Все в хозяине было солидно: и жирные хвосты бровей «а-ля Брежнев», и пушистые серые глаза, и крупный нос дулею, и сановная голова, почти вросшая в плечи, и крутой, прямо от груди курдючок. Григорий Семенович так доброжелательно рассветился лицом, словно бы во всем мире не было для него людей роднее, чем эти, что мялись сейчас у порога, не зная, как обойти банкира. А тот умильно заглядывал в глаза и с расстановкою, упирая на каждое слово, повторял:

– Заждались, милейший, да-с. Жданки съели, так заждались, и кушать осень хоцеця. Надеюсь, пришли голодные?

– Мне сказала дверь банкира: здесь живет владыка мира, – манерно прочитал Ротман, откинув голову.

– Брат ты мой, поэт... Какой владыка? Заплеван, затоптан, всеми презираем... Милочка, позвольте-с! Простите за плебейское обхождение. Вам никто еще сегодня не говорил? Вы очаровательны.

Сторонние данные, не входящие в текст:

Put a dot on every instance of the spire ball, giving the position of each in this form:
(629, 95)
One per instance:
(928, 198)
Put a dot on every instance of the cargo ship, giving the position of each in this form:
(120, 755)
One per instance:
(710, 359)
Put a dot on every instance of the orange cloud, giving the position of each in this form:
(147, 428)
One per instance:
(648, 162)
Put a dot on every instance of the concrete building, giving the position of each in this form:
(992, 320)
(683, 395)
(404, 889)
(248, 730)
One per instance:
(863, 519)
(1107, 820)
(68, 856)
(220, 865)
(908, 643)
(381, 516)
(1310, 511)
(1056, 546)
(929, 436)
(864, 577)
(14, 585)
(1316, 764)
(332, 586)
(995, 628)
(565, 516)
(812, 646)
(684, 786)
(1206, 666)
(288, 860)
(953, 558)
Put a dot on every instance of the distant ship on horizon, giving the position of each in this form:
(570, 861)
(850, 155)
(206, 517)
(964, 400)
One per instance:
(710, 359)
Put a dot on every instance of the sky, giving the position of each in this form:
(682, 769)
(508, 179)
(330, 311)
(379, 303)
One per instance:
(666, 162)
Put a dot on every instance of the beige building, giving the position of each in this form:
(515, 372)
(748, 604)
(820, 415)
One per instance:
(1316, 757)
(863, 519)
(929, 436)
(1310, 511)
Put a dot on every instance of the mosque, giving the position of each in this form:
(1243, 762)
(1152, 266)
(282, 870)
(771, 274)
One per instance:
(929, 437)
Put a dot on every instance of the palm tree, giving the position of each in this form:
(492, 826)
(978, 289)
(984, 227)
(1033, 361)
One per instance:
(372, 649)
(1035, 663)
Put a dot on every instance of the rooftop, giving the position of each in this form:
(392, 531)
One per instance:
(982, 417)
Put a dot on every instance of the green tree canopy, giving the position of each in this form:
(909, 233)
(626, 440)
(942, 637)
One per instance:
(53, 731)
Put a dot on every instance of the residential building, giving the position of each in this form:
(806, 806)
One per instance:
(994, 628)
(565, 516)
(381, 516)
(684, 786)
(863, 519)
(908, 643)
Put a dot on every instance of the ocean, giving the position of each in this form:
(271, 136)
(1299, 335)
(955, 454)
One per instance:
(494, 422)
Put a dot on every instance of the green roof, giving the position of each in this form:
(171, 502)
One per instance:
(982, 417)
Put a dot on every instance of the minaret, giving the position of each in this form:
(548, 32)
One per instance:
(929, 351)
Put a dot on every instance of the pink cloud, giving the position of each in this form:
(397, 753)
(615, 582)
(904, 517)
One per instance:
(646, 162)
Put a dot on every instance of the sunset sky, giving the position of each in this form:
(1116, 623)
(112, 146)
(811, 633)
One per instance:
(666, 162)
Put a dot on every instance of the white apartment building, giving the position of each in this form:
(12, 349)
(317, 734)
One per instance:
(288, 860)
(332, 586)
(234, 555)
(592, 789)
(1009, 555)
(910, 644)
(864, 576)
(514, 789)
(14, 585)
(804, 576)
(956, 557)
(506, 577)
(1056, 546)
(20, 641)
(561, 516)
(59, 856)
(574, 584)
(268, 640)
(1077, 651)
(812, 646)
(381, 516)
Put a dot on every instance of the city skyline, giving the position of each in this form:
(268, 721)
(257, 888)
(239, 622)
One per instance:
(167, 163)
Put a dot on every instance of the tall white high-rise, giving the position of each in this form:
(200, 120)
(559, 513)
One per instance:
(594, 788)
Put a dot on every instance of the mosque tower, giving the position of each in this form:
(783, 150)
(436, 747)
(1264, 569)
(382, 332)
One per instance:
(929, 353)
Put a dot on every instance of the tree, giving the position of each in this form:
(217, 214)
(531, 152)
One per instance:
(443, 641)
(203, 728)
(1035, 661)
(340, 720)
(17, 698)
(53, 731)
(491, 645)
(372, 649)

Фридман с такой нежной осторожностью снял с плеч Миледи простенькое пальтишко, словно бы то был соболий опашень, и успел-таки, сердцеед, будто невзначай, скользнуть ладонью по ее округлым плечам, поправить скобочку огненных волос, запутавшихся в кружевной пелеринке, оценить беглым взглядом все покати и взгорки, так заманчиво слепленные из ребра Адама в богатую утешную плоть. Миледи прошла по коридору, отыскивая зеркало, и Григорий Семенович мысленно отметил: «И корма ничего, на пять кулаков тянет, и развальчик на семь сорок». Это были единицы измерения, принятые Фридманом еще в студенческие годы; так оценивали девок на улицах, прежде чем пришвартоваться и закадрить. А причаливал Гриша без сбоев.